Si tratta di un problema di difficile soluzione: finché continueremo a basarci su un sistema che premia la competitività non lo risolveremo. Pensiamo ai privilegi, a quanto sono difficili da ammettere e a quanto interessano tutti noi. Io posso essere discriminato in quanto persona omosessuale e autistica, ma avrò sicuramente dei vantaggi rispetto ad altri in quanto maschio bianco, nato in una certa parte del mondo. Ci raccontiamo la storiella della meritocrazia, ma non è così, perché non ammettiamo che esistono dei privilegi che non ci fanno combattere ad armi pari. È come se gareggiassimo in una corsa con gli stessi obiettivi, ma qualcuno avesse un percorso ad ostacoli e altri una pista pulita, magari in discesa. Finché non cambieremo questo sistema iniquo, l’inclusione rimarrà circoscritta. Per questo auspico una convivenza delle differenze. L’uguaglianza è un ideale, che non è mai stato realizzato, nemmeno nelle società primitive, ma avere meno iniquità non sarebbe male. Ogni persona dovrebbe prendere coscienza del fatto che il sistema non sia giusto, perché è esclusivo. Probabilmente è utopistico, ma penso che possiamo arrivare a qualcosa di molto vicino a una vera inclusione.
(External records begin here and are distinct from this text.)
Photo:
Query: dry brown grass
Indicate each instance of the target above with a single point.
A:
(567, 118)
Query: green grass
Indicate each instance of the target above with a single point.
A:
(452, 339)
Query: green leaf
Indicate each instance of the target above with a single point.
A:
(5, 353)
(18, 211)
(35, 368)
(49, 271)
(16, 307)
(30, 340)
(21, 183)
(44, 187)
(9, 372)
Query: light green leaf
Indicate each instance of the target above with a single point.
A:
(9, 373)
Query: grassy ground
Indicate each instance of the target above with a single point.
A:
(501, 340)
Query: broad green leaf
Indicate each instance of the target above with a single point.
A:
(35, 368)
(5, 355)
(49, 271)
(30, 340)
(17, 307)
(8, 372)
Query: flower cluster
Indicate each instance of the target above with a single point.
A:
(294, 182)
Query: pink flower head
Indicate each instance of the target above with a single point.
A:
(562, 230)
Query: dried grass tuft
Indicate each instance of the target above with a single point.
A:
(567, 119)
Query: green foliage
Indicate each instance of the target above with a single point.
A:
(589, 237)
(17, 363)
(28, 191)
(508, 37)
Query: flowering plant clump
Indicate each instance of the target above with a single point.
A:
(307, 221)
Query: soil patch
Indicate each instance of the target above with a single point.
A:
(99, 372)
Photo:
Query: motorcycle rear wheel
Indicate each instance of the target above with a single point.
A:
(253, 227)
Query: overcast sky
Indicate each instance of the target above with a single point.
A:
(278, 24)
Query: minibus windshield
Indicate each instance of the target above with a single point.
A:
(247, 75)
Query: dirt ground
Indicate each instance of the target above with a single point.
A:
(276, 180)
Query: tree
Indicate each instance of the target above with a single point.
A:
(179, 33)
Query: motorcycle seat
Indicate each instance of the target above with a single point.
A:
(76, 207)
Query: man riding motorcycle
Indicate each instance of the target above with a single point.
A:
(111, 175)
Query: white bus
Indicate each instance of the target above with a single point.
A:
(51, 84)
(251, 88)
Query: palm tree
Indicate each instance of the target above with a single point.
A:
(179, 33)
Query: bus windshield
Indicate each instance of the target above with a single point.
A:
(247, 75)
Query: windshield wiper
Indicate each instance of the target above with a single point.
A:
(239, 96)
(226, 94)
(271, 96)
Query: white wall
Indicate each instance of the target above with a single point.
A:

Le faccio un’ultima domanda e le chiedo di rispondere in quanto presidente di Neuropeculiar. Può chiarire il concetto di “neurodiversità”?
Si tratta di un concetto molto interessante, che va nella direzione di un superamento dell’inclusione. Spesso mi sento dire “Tu hai una neurodiversità” o “Tu sei neurodiverso”, ma non è così. Neurodiversità non è sinonimo di autismo o di altre condizioni: si tratta di un termine introdotto da dalla sociologa australiana Judy Singer che indica una biodiversità neurologica, non intesa come divergenza da una normalità, ma come infinita variabilità dei tratti neurologici che caratterizzano tutti gli esseri umani. Poi ci sono persone neurotipiche, che sono la maggioranza, e quelle neurodivergenti o neuroatipiche, che quindi hanno delle caratteristiche che si allontanano dalla media. È una categoria nella quale potrebbero entrare tante persone: non c’è nemmeno accordo su quante siano, in realtà. Se i confini tra ciò che è normale e ciò che non lo è diventano sempre più labili vengono a mancare le etichette e quello che resta è la grande categoria di neurodiversità, che abbraccia tutti. È un termine politico, identitario, non medico, anche se ci sono dei professionisti che hanno iniziato a utilizzarlo.
Per esempio?
Lo psicologo inglese Simon Baron-Cohen, nel 2017, ha scritto un famoso articolo (Neurodiversity – a revolutionary concept for autism and psychiatry, ndr), in cui incita i colleghi e le colleghe a utilizzare il paradigma della neurodiversità e a guardare l’autismo come una serie di caratteristiche neurologiche, non più come una patologia. Suggerisce di indicare lo spettro come una condizione, non come un disturbo.